If you plan to develop for a few different platforms (mainly Android, Apple iPhone and Window 8 Phone) most likley you will end up using an abstraction layer like:
https://en.wikipedia.org/wiki/Phonegap
http://phonegap.com/
https://en.wikipedia.org/wiki/Appcelerator_Titanium
http://www.appcelerator.com/
or any other one of these:
https://en.wikipedia.org/wiki/Multiple_phone_web_based_application_framework
This will be another major headache.
Given this scenario, learning HTML5 technologies (that actually means HTML5, CSS3 and Javascript) will be the easy part.
Maybe you could evaluate a differente solution. Maybe something similar to AirDroid:
http://www.airdroid.com/
That is: put a small web server inside your embedded controller and use it to expose a web interface via wifi to any web-capable device out there. If you are using Linux, QNX or any other Unix flavor as your embedded system OS, the embedded web server should not be a problem.

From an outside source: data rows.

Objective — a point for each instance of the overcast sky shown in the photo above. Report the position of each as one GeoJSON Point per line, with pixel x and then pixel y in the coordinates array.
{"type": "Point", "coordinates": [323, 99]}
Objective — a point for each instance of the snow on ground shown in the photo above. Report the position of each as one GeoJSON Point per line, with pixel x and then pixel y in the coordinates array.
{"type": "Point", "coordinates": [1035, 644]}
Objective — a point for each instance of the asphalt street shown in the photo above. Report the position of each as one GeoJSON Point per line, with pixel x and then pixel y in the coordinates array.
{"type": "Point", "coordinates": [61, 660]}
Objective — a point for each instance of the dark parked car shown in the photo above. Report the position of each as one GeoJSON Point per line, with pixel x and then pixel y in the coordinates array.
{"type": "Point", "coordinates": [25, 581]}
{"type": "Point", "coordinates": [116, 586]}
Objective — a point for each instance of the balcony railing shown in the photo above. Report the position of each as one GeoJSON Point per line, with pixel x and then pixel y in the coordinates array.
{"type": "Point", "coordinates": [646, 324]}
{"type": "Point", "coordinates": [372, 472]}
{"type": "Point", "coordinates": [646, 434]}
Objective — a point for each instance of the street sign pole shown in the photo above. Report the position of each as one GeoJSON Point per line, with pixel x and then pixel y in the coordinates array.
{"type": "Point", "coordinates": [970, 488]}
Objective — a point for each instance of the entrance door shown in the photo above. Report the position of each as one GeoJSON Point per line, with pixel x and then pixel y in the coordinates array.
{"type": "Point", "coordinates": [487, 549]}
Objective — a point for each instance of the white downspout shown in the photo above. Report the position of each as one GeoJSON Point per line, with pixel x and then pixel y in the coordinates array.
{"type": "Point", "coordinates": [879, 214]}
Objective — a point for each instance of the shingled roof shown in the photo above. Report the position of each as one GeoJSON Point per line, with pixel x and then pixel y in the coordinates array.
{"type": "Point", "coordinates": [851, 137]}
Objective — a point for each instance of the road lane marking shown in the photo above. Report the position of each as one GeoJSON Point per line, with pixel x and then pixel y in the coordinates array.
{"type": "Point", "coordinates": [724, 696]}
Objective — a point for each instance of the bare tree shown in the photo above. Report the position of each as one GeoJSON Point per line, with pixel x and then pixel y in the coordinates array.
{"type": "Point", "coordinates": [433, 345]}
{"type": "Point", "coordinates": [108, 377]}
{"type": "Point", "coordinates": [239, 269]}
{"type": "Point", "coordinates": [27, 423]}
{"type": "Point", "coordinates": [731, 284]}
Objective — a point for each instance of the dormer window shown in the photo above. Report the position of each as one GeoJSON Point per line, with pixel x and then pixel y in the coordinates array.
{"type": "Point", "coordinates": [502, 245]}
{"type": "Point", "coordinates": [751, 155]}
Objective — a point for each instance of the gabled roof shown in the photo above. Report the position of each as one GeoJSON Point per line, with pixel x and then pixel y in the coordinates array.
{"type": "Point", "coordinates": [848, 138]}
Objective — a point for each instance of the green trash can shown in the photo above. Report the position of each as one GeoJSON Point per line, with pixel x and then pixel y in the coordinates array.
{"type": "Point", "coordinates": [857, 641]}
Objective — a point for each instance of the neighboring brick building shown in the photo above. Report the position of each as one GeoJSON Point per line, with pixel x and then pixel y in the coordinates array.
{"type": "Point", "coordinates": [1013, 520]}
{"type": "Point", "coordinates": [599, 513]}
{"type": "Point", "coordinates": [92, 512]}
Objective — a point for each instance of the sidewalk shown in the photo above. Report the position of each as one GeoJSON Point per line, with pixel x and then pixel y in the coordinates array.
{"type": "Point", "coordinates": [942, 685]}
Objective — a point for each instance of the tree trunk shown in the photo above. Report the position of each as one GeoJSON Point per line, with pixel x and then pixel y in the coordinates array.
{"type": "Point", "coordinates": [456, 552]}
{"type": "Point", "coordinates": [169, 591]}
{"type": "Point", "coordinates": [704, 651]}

This way you would have to develop just a single administrative web application to be hosted by your controller and an single web-interface for your clients. Please note that this client-side UI would not be a HTML5 wrap around the native mobile platform (like phonegap) but just a simple web page that could be seen and used by any web-browser on any kind of device.
Have a look at webmin for Linux, as well:
http://www.webmin.com/
https://en.wikipedia.org/wiki/Webmin
There are other, sometime better clones of webmin out there. Many of them are already used in DSL routers and other net appliances to expose a web interface via ethernet and/or via wifi.
To expose your embedded controller functionalities to the web-admin application you will just have to develop a few interface libraries (C/C++ to Perl/Python/Ruby/whatever). This can be done with tools like SIP and SWIG:
http://wiki.python.org/moin/SIP
http://en.wikipedia.org/wiki/SWIG
http://swig.org/
Put aside these technical considerations, learning and managing HTML5 (actually a mix of HTML5, CSS and Javascript) can be done in a very short time. Most likely, you will be able to "parallelize" the learning process.
If you use a layer abstraction, like phonegap, put at least a couple of your most experienced programmers on it. This will be the hard part (because phonegap is the crossroad of all of the other problems). Ask them to develop a small, very simple app with it. It will take them a week or two but it should be enough to understand how to use the abstraction layer and how to solve the main problems.
Javascript is a strange language, with very good parts and very bad ones. Most likely, you will have to put at least one or two of your OOP programmers on it. Ask them to develop a small demo, like a small calendar application. This should be enough to see the most important issues of the language and should take them just a few days or a couple of weeks.
Put one or two of your structured (C) programmers at work on HTML and CSS. This should be quite easy for them. Please note that they will not have to dominate CSS. They will just have to understand and use it in a quite basic way (at least at the beginning).
Most likely, the Javascript and HTML/CSS teams will have to work together (because JS cannot be used without the HTML/CSS stuff).
Have each one of your small team reporting what they have learned to the other teams once a week. This is required to merge together all of the required skills (at least at the conceptual level). Have them develop a very small fake protototype of your app before beginning the real project. You have to develop a HTML+CSS+Javascript+otherstuff application and it would be very hard to develop the required skills without a small test project.
In any case, your real problem seems to be the lack of a senior programmer who already knows all of these technologies and can lead you in the design stage (and can solve the hardest problems during the development).
ORION is absolutely right in suggesting you to hire a consultant to play this role.